O Sol na Cabeça de Geovani Martins

Vendido para mais de 09 países, o livro lançado pela editora Companhia das Letras teve grande destaque por trazer relatos sobre o cenário caótico, violento e desigual das favelas do Rio de Janeiro.

Nathália Dias - Editado por Socorro Moura
Twitter Companhia das Letras
É foda sair do beco, dividindo com canos e mais canos o espaço da escada, atravessar as valas abertas, encarar os olhares dos ratos, desviar a cabeça dos fios de energia elétrica, ver seus amigos de infância, postando armas de guerra para depois de quinze minutos estar de frente para um condomínio com plantas ornamentais enfeitando o caminho das grades e então assistir adolescentes fazendo aulas particulares de tênis. É tudo muito próximo e muito distante. E quanto mais crescemos, maiores se tornam os muros.”

Nascido em Bangu, criado no Vidigal (RJ), filho de uma cozinheira com um jogador de futebol amador. O destino de Geovani Martins como escritor parecia distante, mas com apenas 26 anos estreia no mundo dos contos com o livro intitulado “O Sol na Cabeça”. Vendido para mais de 09 países, o livro lançado pela editora Companhia das Letras teve grande destaque por trazer relatos sobre o cenário caótico, violento e desigual das favelas do Rio de Janeiro.

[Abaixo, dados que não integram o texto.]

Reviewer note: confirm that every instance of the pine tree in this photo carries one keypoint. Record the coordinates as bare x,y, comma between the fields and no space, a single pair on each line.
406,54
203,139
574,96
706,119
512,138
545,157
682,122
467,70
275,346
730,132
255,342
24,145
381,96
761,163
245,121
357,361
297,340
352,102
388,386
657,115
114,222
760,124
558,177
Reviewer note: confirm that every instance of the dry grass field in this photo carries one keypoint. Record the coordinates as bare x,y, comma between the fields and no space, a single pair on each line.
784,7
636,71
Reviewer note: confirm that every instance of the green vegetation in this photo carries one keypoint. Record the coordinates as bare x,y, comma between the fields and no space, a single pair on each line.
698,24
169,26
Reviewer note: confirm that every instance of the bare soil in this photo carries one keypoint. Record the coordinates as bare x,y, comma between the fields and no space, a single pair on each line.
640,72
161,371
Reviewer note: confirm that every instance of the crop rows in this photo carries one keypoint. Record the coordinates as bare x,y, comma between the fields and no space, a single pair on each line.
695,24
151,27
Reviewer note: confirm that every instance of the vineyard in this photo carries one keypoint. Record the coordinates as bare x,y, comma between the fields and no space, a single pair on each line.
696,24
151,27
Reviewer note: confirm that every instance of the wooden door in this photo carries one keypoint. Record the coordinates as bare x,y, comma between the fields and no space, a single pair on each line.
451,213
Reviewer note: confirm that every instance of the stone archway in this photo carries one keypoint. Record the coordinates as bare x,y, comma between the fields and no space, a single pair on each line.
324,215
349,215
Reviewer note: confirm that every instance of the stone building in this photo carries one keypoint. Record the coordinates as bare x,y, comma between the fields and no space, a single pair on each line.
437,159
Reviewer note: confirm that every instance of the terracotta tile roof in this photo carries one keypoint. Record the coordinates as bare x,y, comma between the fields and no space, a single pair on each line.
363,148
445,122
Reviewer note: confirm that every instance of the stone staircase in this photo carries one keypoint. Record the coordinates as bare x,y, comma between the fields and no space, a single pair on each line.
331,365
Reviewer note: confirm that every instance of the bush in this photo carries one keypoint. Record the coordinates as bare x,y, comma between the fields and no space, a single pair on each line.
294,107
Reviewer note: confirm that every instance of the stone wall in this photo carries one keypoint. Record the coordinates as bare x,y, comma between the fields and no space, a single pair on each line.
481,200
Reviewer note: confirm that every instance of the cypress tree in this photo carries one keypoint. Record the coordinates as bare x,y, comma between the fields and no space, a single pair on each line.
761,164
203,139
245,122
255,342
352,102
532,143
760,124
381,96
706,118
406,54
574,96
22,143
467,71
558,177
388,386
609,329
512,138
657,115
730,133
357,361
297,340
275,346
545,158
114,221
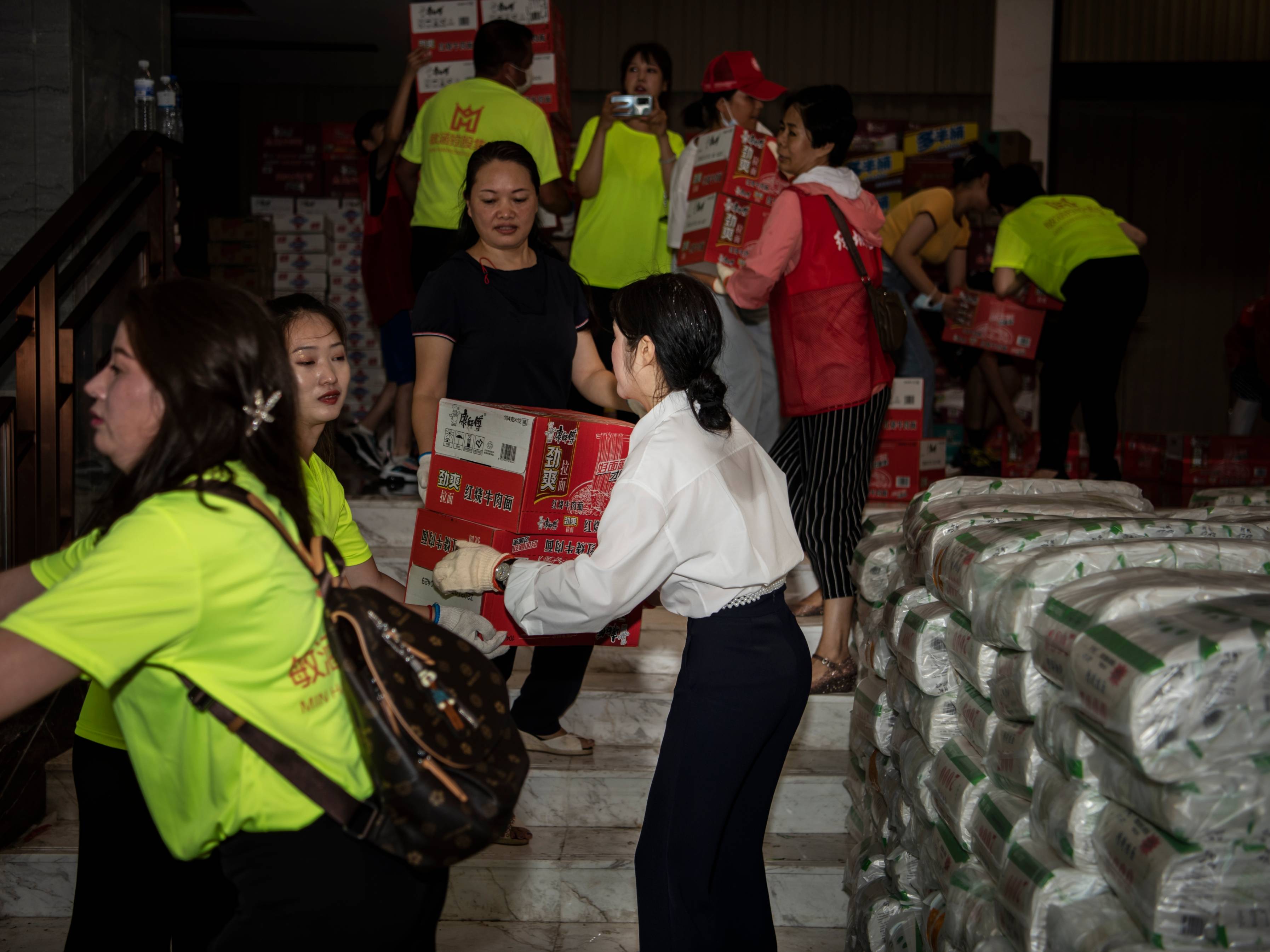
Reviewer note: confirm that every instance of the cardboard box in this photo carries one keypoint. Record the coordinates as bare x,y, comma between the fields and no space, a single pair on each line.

Composto por 13 contos, o autor nos apresenta a realidade de um periférico, em que a dificuldade de ter acesso à educação, o subemprego, o uso de drogas, a parceria de amigos, o convívio com policiais, o racismo e a diferença de classes são assíduas.

No primeiro conto “Rolezim”, o autor destaca a diferença de classes sociais vivenciada em um dia de praia com os amigos, onde o preconceito é notório quando esse grupo tenta tomar um banho de mar na praia da Zona Sul e é repreendido pelos policiais. “Tinha dois menó ali perto de nós com mó cara de quem dá um dois. Desde que nós chegou que eles tava ostentando. Passava mate eles comprava, passava biscoito eles comprava, açaí comprava, sacolé comprava. Deviam tá mermo era numa larica neurótica”.

O segundo conto “Espiral”, retrata o olhar de reprovação da sociedade para com o personagem principal, onde ele se sente excluído ao ver o comportamento das pessoas para com ele, pelo fato de ser menos favorecido socialmente.

“Começou muito cedo. Eu não entendia. Quando comecei a voltar sozinho da escola, percebi esses movimentos. Primeiro com os moleques do colégio particular que ficava na esquina da rua da minha escola, eles tremiam quando meu bonde passava. Era estranho, até engraçado, porque meus amigos e eu, na nossa própria escola, não metíamos medo em ninguém. (...) Tinha vezes, naquela época, que eu gostava dessa sensação. Mas, como já disse, eu não entendia nada do que estava acontecendo”.

Em “Roleta Russa”, conhecemos a história de Paulo. Um garoto que representa tantos outros que tem e tiveram seu primeiro contato com a arma de fogo. O pai do jovem tem em sua casa uma arma que é instrumento de trabalho. Paulo por sua vez, estabelece uma relação de amor e medo, na qual deseja a arma, mas não quer trair a confiança de seu pai. 

“Quando aceitou o emprego de segurança e passou a portar o trinta e oito, Almir resolveu conversar com Paulo. Uma conversa de homem pra homem, ele disse, embora o moleque tivesse acabado de completar dez anos. Contou que precisava do emprego, que a vida seria melhor pros dois, que ganharia mais dinheiro do que no posto de gasolina. Disse que confiava no menino com todo seu coração, por isso não precisou pensar duas vezes antes de aceitar o trabalho e levar o revólver pra casa.”

 “O Caso da Borboleta” é um conto que relata os sonhos de Breno, um menino observador que reparava tudo a sua volta. Em sua inocência de criança, Breno sonhava em voar como uma borboleta, mas como ele não sabia voar, a observava de forma exata. “Aos nove anos de idade, da enorme janela da sua cozinha, que antes era quarto, mas para ele sempre foi cozinha, acompanhou uma borboleta com os olhos e com ela aprendeu que homens não voam.”

Os textos de “O Sol na Cabeça” são escritos de acordo com o dialeto dos moradores da favela. Martins narra os fatos ao leitor de forma natural e cotidiana e nos remete a vivenciar de forma imaginária a vida nas comunidades.

Pra quem sente vontade de conhecer o lado menos favorecido do Rio de Janeiro, onde as atrocidades são assíduas, é uma leitura que traz exatamente esse contexto de forma clara através da literatura de contos, pois Geovani com tamanha propriedade de fala no paralelo do sujo e poético nos mostra o verdadeiro sol na cabeça do carioca suburbano convicto.